First I'll try to correct some misunderstanding here (well, at least I think so):
- An entity cannot be culled out only because it is occluded by some set of entities. So if there is a candle behind a crate (or several crates) in a room, the candle will be rendered regardless of crates presence. In my opinion, there is no efficient way to check that the candle is fully behind a crate or a barrel, that's why I think so.
- Quake 1 really has software renderer with zero overdraw, but Doom 3 renderer does not have. If engine renders several surfaces which are located on the same place on the screen (and thus occlude each other), then even occluded pixels would take some time to render. However, Doom 3 performs "early depth pass": it renders all the geometry without any lighting/coloring/texturing at the very beginning of the frame to produce depth map. After that it renders everything again, but all the complex math for lighting/texturing (i.e. fragment shader) is done only for the pixels which are actually visible and not occluded by anything. For the pixels which are occluded, only depth calculation and comparison is done (which is much cheaper than full rendering). So you pay for visible pixels, and pay much less for occluded pixels.
As you see, the only way to not pay for triangles and draw calls is to cull the surface completely in frontend.
This is what I'll try to explain now: let's go back to portals culling.
Let's call arbitrary convex polygon on screen "winding". For instance, every portal that you see with r_showPortals is rectangular, and its winding (which is a 2D thing) is a 4-gon.
Every area can be seen by player through a sequence of portals (let's call it "portal path"). For the area where the player is located there are zero portals in this sequence.
Given a portal path, you can intersect the windings of its portals, and you'll get a polygonal winding through which you see the area at the end of the path.
For instance, on this picture the outside area is visible through two portals, which together yield 5-gonal winding (marked by orange color):
Now the main rules are:
- If the windings of the portal path have empty intersection, then it is culled out.
- if one of the portals is sealed (maybe closed door), then the portal path is culled out.
If all portal paths leading to an area are culled out, then it is not rendered and you don't pay for it.
If there is a single remaining portal path into an area, then its winding (recall that it is intersection of path's portals) is used to cull out the entities in the area: if an entity's bounding box is not visible through the winding, then entity is not rendered (so you do not pay for it). If there are several portal paths leading into an area, an entity is drawn only if its bbox gets into at least one winding (I think so). Unfortunately, I cannot say how the winding of the portal path affects the world geometry, but I can imagine that surfaces (sorry, I don't know if "surface" is a known concept/term in DR) which are surely not visible through the winding are culled out too.

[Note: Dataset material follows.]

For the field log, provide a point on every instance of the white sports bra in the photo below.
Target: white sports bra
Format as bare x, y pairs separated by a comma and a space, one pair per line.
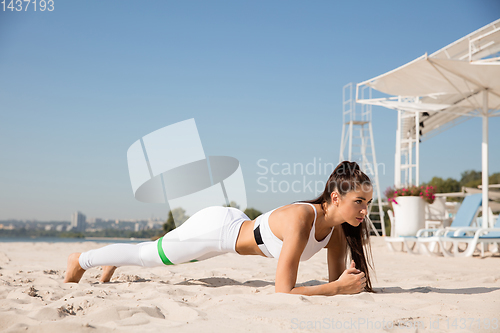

This is not over yet. There is also an OpenGL thing called "scissor test", which allows to skip rendering of pixels outside of a specified (axis-aligned) rectangle on the screen. Doom3 uses it heavily: when rendering an area, it sets scissor rectangle to be minimal rectangle bounding the windings of all the portal paths leading to the area (usually one portal path leads to an area, but not always).
As you see, even portals which can be seen through by player (drawn as green when you enable r_showPortals) can help a lot with culling. Note that the description above explains the final effect of portals culling, but does not exactly describe how the implementation works internally. Also, I think that the overhead introduced by portals is pretty low: you should not be afraid that setting 2x more portals would waste CPU time (I suppose so).
Note that there are also shadows, which are culled by different code. For each shadow-casting light, a similar procedure is started from the light itself. It does not matter whether portal is sealed or not here. The algorithm for culling by portal path seems to be completely different in this case, but it also takes into account the fact that even visible portals limit the range through which the light goes.
Having said all that, I'd like to ask a question: has anyone seen a case when adding a portal (or several portals) seriously reduces performance?